Data formating and optimization for characterization

Hi @andrea-pasquale,

First, thank you very much for working on this project as I think it will be very useful. I have been doing some very primitive things in my branch. The latest one is qibolab/maxime_ultimate_fix. You can find all my primitive work in examples/QW_5Q/characterization.

As you know, we were using Quantify before for data handeling, live plotting and measurement control (and instrument control). Your solution will probably replace all that.

We didn't really appreciate the measurement control as it can be limiting. If you are not familiar with what it is, it is just three lines of code implementing data saving/plotting and setting/retreiving data. One example where it is limiting is when adding feedback within the loop - eg of eg when tracking a peak moving.

The live plotting is very useful because you want to interupt a measurement if it is not going accordingly. I am doing it in a silly way currently, but it allows me to have live plotting while using the slurm queue. I have not preference in how this should be done, but I think that it is very important to have it. I was using plotly to do it because I like the library, and you can then make nice html reports.

Regarding data handling, there are two things: data format and data saving. Data saving is quite straightforward, we should have TUIDs and data folders with nice functions like get_latest_tuid or get_tuids_contraining("experiment_name"). For this Quantify does a good job in my opinion.

Regarding the data formatting, it is tricky because you want to constraint your data format to have efficient data handling (eg. for user not to use numpy.savetxt) but you also want to be flexible to allow the platform to return anything, and the data saving would accomodate. The way that I did it so far is that my characterization script would take care of organizing the data sent by the plaform, hence not platform agnostic. If you want your characterization libary to be platform agnostic, you will have to constraint your platform in returning a standardised data format. It would be an array for all the bins for example. However, can you really be platform agnostic? I don't think so. For example, some instruments have functions like sweeping a frequency directly in the hardware and return the corresponding array of voltages. I see in only one way to be kinda platform agnostic. We could have in the abstract platform a list of functionalities that platforms could have like binning, frequency sweep, feedback...., and the characterization script would check if the platform has them if their runcards, and it would choose the fastest option and adjust the way it sets/gets data accordingly. This means that the data formatting can be included in the abstract platform directly. This will be the only bridge between Qibolab and Qcvv. All the post-processing will higly rely on that (fitting, plotting, etc).

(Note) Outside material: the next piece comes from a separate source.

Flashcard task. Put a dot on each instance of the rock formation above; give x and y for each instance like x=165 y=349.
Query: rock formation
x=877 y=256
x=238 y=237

Regarding this formatting, we are now constraning the platform to return data. We could force them to use a certain type of data like Xarrays, panda frames etc... I have no preference but I beleive that it would be better for live plotting if they are forced to have units and labels. In Qcvv, we can then wrap around the data object with functions like plot/ peak search/ etc... Ideally, the experimentalist would import qcvv, load the latest run, and analyse it with qcvv tools.

I had tried creating a format for the data (in characterization/ abstract.py), but it was a failure. I like xarrays for the *html vizualization in jupyter notebook but I don't like their coords/ dims confusing system.

Regarding the architecture of Qccv, I have made a primitive one (clearly not to copy) where I was calling this class that had children classes when initialized were running the script and putting as attributes relevantes parameters (this last thing that I found useful). I would then know what would my characterization script return before even running it. I could then print certain values along the way and adjust the following scripts.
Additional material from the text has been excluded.